Adjusting ECN marking threshold in multi-queue DCNs with deep learning


Amanov A., Majidi A., Jahnabakhsh N., ÇETİN A.

JOURNAL OF SUPERCOMPUTING, vol.79, no.5, pp.5443-5468, 2023 (SCI-Expanded) identifier identifier

  • Publication Type: Article / Article
  • Volume: 79 Issue: 5
  • Publication Date: 2023
  • Doi Number: 10.1007/s11227-022-04893-7
  • Journal Name: JOURNAL OF SUPERCOMPUTING
  • Journal Indexes: Science Citation Index Expanded (SCI-EXPANDED), Scopus, Academic Search Premier, Applied Science & Technology Source, Compendex, Computer & Applied Sciences, INSPEC, zbMATH
  • Page Numbers: pp.5443-5468
  • Keywords: Congestion control, Multi queue, Explicit congestion notification, Cut payload, SIZE
  • Gazi University Affiliated: Yes

Abstract

Explicit Congestion Notification (ECN) is designed for single queues. However, today, data center networks (DCNs) need multiple queues on each switch port. But, if some of the switches in multiple queue scenarios exceed the ECN marking threshold, all packets on the same port can receive the ECN mark. To solve this problem, we propose mapping-ECN as a systematic answer to the wrong marking problem. First, we differentiate the mice and elephant flows learning algorithm. Then, we prioritize mice flows by keeping in mind the deadline of other flows to not sacrifice them.
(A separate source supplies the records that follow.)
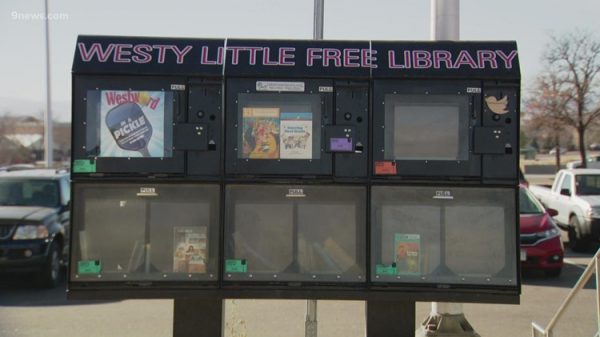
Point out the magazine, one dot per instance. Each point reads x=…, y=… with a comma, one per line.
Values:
x=132, y=123
x=407, y=255
x=296, y=135
x=190, y=249
x=260, y=133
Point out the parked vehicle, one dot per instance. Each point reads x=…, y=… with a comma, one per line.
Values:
x=541, y=247
x=522, y=180
x=34, y=223
x=592, y=162
x=575, y=194
x=553, y=150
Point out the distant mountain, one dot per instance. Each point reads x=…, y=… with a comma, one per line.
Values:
x=61, y=110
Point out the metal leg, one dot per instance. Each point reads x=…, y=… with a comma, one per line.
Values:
x=310, y=326
x=390, y=318
x=197, y=318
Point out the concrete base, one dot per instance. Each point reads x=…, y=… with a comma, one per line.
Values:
x=446, y=325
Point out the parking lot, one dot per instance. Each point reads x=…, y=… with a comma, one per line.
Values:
x=26, y=312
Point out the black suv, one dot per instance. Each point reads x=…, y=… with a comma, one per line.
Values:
x=34, y=223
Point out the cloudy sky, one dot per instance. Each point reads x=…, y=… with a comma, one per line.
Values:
x=22, y=56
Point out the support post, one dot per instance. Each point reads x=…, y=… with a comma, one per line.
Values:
x=445, y=319
x=197, y=318
x=48, y=129
x=310, y=325
x=390, y=318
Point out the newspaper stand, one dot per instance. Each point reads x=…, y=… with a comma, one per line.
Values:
x=350, y=170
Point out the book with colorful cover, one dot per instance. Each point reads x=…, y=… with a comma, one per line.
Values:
x=407, y=254
x=296, y=135
x=260, y=133
x=190, y=245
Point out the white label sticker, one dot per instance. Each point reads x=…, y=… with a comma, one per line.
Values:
x=446, y=195
x=295, y=193
x=280, y=86
x=147, y=192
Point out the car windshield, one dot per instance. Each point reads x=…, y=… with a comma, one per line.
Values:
x=32, y=192
x=528, y=204
x=587, y=184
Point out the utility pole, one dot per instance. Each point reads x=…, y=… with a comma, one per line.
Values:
x=48, y=142
x=446, y=319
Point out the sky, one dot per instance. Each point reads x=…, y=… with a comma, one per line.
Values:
x=22, y=55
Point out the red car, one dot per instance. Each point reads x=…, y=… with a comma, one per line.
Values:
x=541, y=247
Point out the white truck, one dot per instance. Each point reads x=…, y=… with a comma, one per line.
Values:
x=575, y=194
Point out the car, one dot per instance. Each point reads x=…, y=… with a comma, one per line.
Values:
x=541, y=245
x=34, y=223
x=522, y=180
x=553, y=150
x=592, y=162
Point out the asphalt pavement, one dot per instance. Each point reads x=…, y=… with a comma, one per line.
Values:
x=29, y=312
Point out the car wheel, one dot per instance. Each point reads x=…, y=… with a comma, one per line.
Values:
x=553, y=272
x=577, y=242
x=51, y=272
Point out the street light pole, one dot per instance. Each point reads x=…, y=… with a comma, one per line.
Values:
x=445, y=319
x=48, y=142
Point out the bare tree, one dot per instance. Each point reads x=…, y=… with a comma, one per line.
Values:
x=572, y=63
x=545, y=109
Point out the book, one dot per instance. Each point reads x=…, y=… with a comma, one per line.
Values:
x=407, y=255
x=296, y=135
x=260, y=133
x=190, y=249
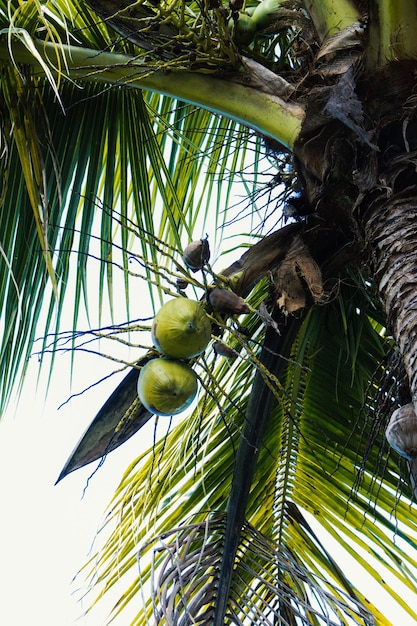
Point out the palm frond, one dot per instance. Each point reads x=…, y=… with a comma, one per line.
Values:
x=311, y=458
Secondly, if a packet is marked, we need to have the privilege of using a faster path than other packets for early notification of network status. This will give a complete picture of the instant requests from all senders. In the worst case, if there is no capacity in the buffer to transmit the packets that exceed the threshold of the buffer, mapping-ECN uses Cut Payload (CP), where CP drops the payloads of the packets when a queue reaches the threshold, rather than the metadata. Consequently, just one bit will transmit that carries the information of the packet. Therefore, the sender will immediately retransmit that packet without waiting for a time-out like TCP. This retransmission can arrive within a millisecond for having an extremely low latency network. Last but not least, mapping-ECN explores different kinds of neural network techniques to avoid miss marking in the output port buffer. Therefore, if any packet is marked within the queue buffer, these marked packets are not considered again for marking choices within the output port buffer. Mapping-ECN improves the overall performance of Flow-Completion Time (FCT) for short flows around 7%, 99th percentile around 52%, and FCT for short flows around 8% in comparison between MQ-ECN. Moreover, when compared to the MQ-ECN, Mapping-ECN improves the FCT for large flows, for cache flows and for mice (web search) flows 4, 15 and 6%, respectively. This improvement is legible in comparison between DemePro and Priority-ECN as well.